Pangl: Ich glaube, dass viele mittelgroße oder kleine Klubs in den meisten Ligen das Geld nicht besitzen werden, um auf dem Transfermarkt großartig mitzumischen. Es werden noch mehr ablösefreie und günstige – hoffentlich auch junge – Spieler gefragt sein. Aber ich denke, dass sich auch hier die großen Klubs - jene mit dem noch halbwegs gut gefüllten Konto - wieder durchsetzen werden. Das heisst, die größten 15 Vereine Europas werden sich die teuersten und besten Spieler leisten können. Ich hoffe nicht, dass die Schere dadurch weiter auseinander geht, sondern vielmehr künftig das Geld aus den Transfers in den kleineren Ausbildungsklubs und -ligen ankommt.

LAOLA1: Da ist wohl der Wunsch Vater des Gedanken, oder?

Pangl: Aufgrund der im Vorjahr geänderten Transfer-Bestimmungen können die Spieler, die in Bezug auf ihre eigenen Transfers nicht als Drittparteien zu betrachten sind, künftig legal mit festgeschriebenen Beträgen an der Transfersumme beteiligt werden. Das könnte dann als ein Teil des Gehalts gesehen werden, der dem Spieler bei einem Wechsel auszubezahlen ist. Dadurch können kleinere Klubs ihre Talente länger an den Verein binden und beide Parteien sportlich wie finanziell profitieren. Experten erwarten, dass diese Möglichkeit ebenfalls ein gewisses Umdenken am Transfermarkt bewirken wird.

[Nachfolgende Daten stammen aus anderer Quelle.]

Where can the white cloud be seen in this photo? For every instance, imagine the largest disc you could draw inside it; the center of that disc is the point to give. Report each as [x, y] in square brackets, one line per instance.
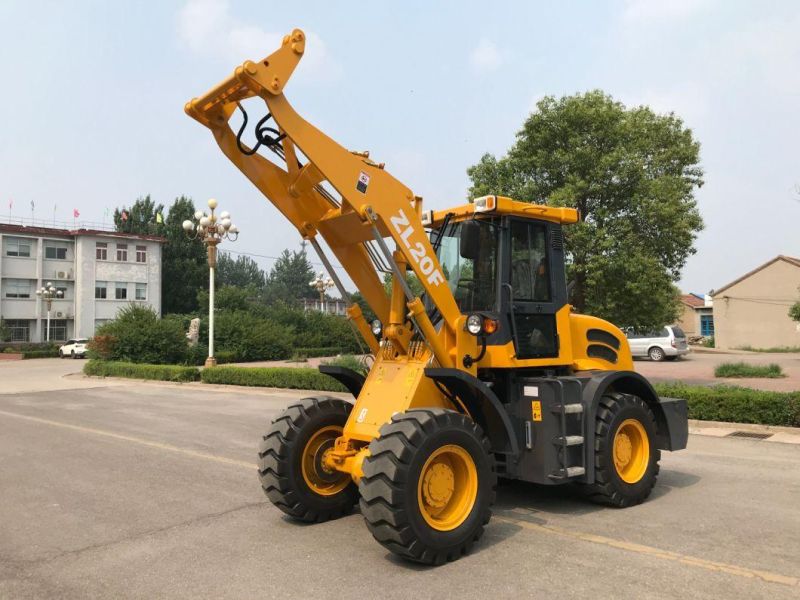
[208, 27]
[486, 56]
[662, 10]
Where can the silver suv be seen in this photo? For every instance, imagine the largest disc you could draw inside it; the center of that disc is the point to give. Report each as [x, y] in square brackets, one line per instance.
[666, 343]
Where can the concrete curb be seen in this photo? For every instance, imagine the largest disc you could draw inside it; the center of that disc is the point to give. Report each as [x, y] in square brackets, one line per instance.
[785, 435]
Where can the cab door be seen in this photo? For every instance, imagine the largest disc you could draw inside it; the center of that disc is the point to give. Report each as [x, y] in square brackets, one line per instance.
[536, 280]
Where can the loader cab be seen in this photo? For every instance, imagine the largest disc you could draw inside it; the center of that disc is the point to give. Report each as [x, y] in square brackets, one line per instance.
[512, 269]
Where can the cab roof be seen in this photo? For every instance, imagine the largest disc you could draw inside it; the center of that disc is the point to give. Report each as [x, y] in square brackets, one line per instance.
[501, 205]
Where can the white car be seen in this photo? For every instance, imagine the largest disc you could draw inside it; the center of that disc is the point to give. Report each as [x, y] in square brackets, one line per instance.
[667, 343]
[73, 348]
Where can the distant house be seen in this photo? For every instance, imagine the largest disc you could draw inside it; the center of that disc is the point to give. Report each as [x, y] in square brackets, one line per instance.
[697, 318]
[754, 309]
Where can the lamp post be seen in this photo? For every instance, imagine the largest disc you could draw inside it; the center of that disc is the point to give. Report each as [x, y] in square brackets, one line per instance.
[321, 283]
[47, 293]
[211, 229]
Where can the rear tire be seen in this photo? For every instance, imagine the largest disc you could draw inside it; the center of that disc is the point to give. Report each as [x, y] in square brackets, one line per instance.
[429, 485]
[625, 455]
[289, 463]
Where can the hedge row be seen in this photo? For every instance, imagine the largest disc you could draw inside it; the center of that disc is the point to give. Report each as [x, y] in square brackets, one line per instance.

LAOLA1: Mit welchen Projekten willst du 2021 durchstarten?

Pangl: Ich habe vorerst einmal die Pangl Football Group aktiviert. Das ist eine kleine Agentur, die aufgrund meiner Erfahrung und meines Netzwerks zum Ziel hat, kluge smarte Köpfe und Projekte zu verbinden. Das klappt sehr gut. Eine größere Säule der Aktivitäten ist mit einem Partner gemeinsam im Finanzbereich Projekte auf Schiene zu bringen, dazu kommen Spielertransfers – auch mit Partnern – vorwiegend aus Brasilien, wo wir mit Markus Schruf, dem ehemaligen sportlicher Leiter der Red Bull Akademie in Sao Paulo, zusammenarbeiten. Dazu beschäftige ich mich mit dem Thema der künstlichen Intelligenz in Richtung Digitalisierung im internationalen Fußball und arbeite dabei mit der Agentur SHP (Anm.: Samuel Haas und Partner), ein Family Office für Spitzensportler, in Zürich zusammen. Ich bin also jetzt in den ruhigeren Zeiten bei mehreren Projekten acht bis zehn Stunden pro Tag eingesetzt. Es macht mir riesig Spaß und ich werde sehen, wie sich das alles nach der Krise positionieren lässt.